New York Closes Book On 'Data Pass' Marketing, Collects $10MM In Fines

Post-transaction company Affinion, which allegedly duped Web users into signing up for paid subscriptions to discount clubs, has agreed to pay $8 million to settle a probe by New York Attorney General Andrew Cuomo.

Additionally, Classmates Online, FTD, Inc. and three other companies that allegedly had deals with post-transaction companies have agreed to pay a total of $2 million.

The settlement resolves New York's investigation into "data pass" marketing, which occurs when online retail sites transfer customers' credit card information to third parties like Affinion, which then enrolled consumers in discount programs at a cost of up to $20 a month.

Affinion and the other major post-transaction companies, Webloyalty and Vertrue, recently changed their practices to require consumers to re-enter their credit card information in order to enroll in discount clubs.

Post-transaction outfits target consumers immediately after they made purchases on online retail sites by sending pop-up ads that offer discounts.
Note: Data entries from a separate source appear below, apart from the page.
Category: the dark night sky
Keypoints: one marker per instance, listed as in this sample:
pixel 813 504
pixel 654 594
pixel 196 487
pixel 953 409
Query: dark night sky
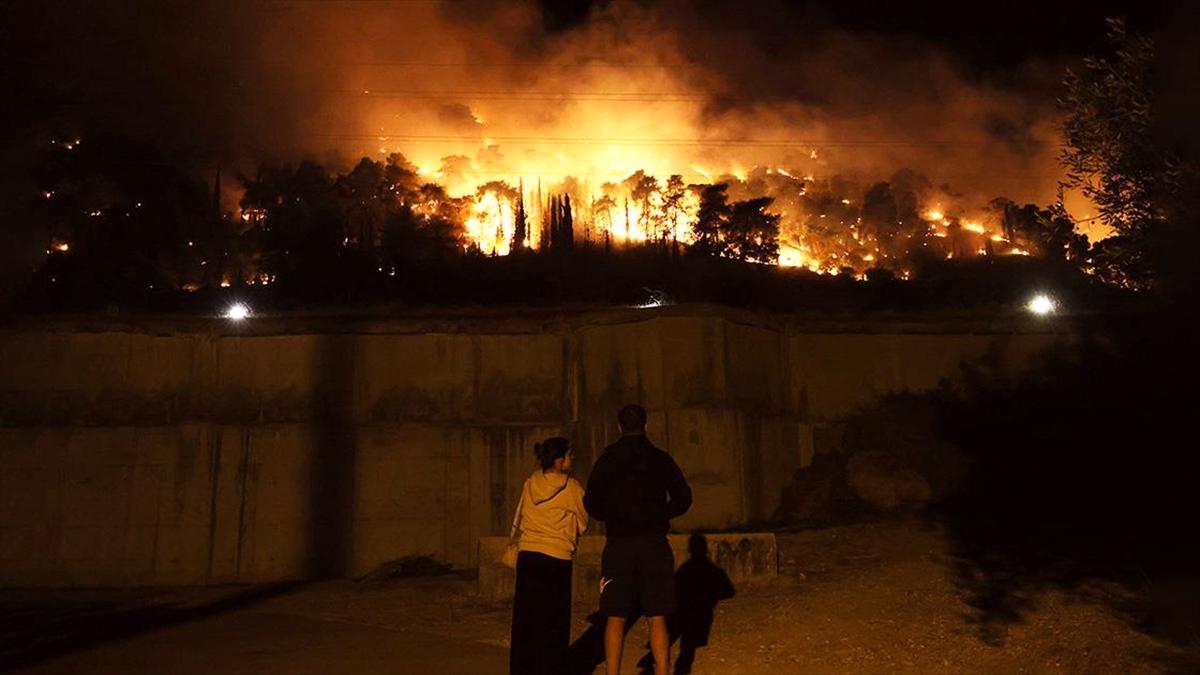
pixel 89 63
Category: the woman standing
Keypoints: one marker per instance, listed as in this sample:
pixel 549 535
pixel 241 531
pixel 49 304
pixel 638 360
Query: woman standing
pixel 550 518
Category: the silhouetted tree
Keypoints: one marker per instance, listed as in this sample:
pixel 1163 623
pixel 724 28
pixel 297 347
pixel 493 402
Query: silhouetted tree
pixel 712 219
pixel 1115 155
pixel 521 221
pixel 753 232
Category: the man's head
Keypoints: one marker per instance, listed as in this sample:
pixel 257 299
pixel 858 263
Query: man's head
pixel 631 419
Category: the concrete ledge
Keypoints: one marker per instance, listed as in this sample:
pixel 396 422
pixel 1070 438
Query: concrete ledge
pixel 743 556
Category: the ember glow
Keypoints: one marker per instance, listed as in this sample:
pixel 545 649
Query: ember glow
pixel 618 115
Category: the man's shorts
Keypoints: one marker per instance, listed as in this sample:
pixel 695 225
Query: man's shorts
pixel 637 577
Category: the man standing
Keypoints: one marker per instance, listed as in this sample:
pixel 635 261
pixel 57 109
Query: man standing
pixel 636 489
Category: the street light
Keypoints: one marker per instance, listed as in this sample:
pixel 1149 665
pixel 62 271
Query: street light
pixel 1042 304
pixel 237 311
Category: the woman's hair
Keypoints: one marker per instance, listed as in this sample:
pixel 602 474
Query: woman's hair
pixel 551 449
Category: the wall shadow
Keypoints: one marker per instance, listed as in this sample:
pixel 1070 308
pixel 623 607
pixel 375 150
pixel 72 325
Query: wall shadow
pixel 335 453
pixel 37 631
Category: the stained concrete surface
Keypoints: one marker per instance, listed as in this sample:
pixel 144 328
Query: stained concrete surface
pixel 201 453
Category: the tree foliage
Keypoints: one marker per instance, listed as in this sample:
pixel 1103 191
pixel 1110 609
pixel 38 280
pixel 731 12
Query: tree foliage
pixel 1114 155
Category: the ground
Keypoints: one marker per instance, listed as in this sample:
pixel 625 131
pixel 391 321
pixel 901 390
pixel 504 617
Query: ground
pixel 858 598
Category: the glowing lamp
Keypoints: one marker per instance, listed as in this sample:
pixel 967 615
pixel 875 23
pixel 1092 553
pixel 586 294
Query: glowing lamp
pixel 237 311
pixel 1042 304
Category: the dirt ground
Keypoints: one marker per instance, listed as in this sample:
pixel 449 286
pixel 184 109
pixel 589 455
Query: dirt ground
pixel 859 598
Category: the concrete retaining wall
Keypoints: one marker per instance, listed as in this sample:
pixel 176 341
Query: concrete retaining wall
pixel 198 452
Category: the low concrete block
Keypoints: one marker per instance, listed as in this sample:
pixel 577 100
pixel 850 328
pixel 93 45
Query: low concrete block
pixel 744 556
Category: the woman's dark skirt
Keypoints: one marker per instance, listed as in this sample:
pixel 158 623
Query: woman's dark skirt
pixel 541 615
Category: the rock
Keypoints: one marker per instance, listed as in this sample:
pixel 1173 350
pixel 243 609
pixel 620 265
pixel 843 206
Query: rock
pixel 882 481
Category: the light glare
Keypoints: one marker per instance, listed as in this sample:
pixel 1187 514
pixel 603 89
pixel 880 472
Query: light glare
pixel 1042 304
pixel 237 311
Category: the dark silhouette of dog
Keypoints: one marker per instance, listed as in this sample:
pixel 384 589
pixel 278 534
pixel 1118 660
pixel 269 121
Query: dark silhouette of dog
pixel 700 586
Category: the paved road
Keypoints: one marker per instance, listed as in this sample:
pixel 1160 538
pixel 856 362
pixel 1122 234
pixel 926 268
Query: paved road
pixel 255 641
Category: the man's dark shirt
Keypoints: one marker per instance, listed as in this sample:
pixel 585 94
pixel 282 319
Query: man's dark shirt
pixel 636 489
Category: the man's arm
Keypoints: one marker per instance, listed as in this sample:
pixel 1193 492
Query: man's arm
pixel 595 496
pixel 678 491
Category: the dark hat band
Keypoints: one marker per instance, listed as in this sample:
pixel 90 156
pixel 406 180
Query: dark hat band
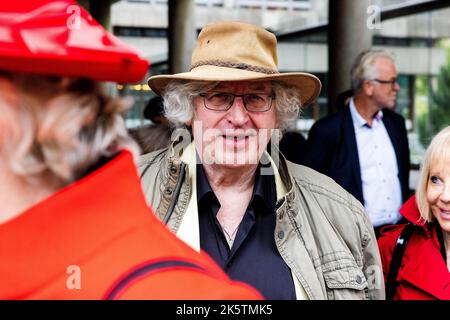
pixel 241 66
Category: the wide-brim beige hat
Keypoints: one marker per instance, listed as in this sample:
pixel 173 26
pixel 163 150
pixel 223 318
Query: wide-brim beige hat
pixel 236 51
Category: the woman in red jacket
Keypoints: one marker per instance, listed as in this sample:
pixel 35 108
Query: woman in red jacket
pixel 74 223
pixel 424 267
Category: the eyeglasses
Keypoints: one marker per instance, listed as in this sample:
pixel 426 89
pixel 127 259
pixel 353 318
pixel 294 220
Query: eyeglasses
pixel 392 82
pixel 253 102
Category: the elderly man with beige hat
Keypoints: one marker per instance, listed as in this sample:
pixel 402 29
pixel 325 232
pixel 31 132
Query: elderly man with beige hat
pixel 285 229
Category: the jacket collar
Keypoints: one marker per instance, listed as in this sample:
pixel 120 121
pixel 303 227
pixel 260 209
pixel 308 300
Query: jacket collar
pixel 73 223
pixel 417 264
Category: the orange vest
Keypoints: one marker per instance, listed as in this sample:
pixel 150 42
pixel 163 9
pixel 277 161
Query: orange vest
pixel 98 239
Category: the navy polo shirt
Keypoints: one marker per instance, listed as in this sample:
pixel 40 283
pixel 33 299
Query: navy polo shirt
pixel 253 257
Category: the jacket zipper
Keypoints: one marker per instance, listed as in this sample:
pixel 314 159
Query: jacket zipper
pixel 175 194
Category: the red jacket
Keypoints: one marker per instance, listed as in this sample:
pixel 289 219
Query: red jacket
pixel 96 233
pixel 423 272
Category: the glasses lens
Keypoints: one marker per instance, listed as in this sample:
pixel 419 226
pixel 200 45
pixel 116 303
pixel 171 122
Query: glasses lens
pixel 218 100
pixel 257 102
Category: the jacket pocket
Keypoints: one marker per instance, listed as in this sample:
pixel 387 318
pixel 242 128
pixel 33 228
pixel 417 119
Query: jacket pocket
pixel 346 283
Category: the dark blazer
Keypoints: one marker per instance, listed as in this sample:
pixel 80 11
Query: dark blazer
pixel 332 150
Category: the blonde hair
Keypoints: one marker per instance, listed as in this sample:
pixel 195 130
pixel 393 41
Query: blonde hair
pixel 54 129
pixel 438 150
pixel 179 101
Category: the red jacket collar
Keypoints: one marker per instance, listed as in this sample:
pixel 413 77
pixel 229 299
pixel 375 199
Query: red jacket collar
pixel 69 224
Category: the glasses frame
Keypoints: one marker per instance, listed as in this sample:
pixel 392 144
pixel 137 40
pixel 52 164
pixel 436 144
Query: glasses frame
pixel 242 96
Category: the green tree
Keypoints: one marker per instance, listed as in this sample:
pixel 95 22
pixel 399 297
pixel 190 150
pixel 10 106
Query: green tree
pixel 439 113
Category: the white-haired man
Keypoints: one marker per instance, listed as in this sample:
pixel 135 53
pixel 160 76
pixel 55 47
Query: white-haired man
pixel 288 231
pixel 364 147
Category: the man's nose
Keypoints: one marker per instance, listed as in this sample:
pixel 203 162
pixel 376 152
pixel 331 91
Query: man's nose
pixel 396 86
pixel 237 114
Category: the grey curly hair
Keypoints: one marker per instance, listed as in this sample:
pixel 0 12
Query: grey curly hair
pixel 53 129
pixel 179 101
In the past, people who clicked on the pop-ups landed on a site where they could enroll in coupon programs simply by providing their email address and clicking a 'yes' button. Many consumers later said they didn't realize that they were actually enrolling because they hadn't re-entered their credit card information.



Affinion said in a statement that it had ended datapass practices "in an effort to improve the quality of its marketing."

Cuomo isn't the only politician to take aim at datapass marketing. Senate Commerce Committee Chairman Jay Rockefeller (D-W.Va.), who spearheaded a senate probe into "mystery charges," has proposed banning companies from enrolling consumers in paid-subscription programs unless the consumers entered their credit card numbers and agreed to the program.

Rockefeller's measure also would restrict online companies' ability to use "negative options," which often involves offering people free trials and then charging them unless they cancel the plan.

A recent senate report found that Web companies garnered more than $1.4 billion in the last decade through post-transaction programs. The report additionally identified 19 companies that made more than $10 million each through partnerships with post-transaction companies. Those businesses include,, Fandango, Orbitz, Shutterfly and Travelocity. alone earned more than $70 through such arrangements, according to the report.

Classmates agreed to pay nearly $1 million to settle Cuomo's investigation, while FTD, Inc. agreed to fork over $640,000.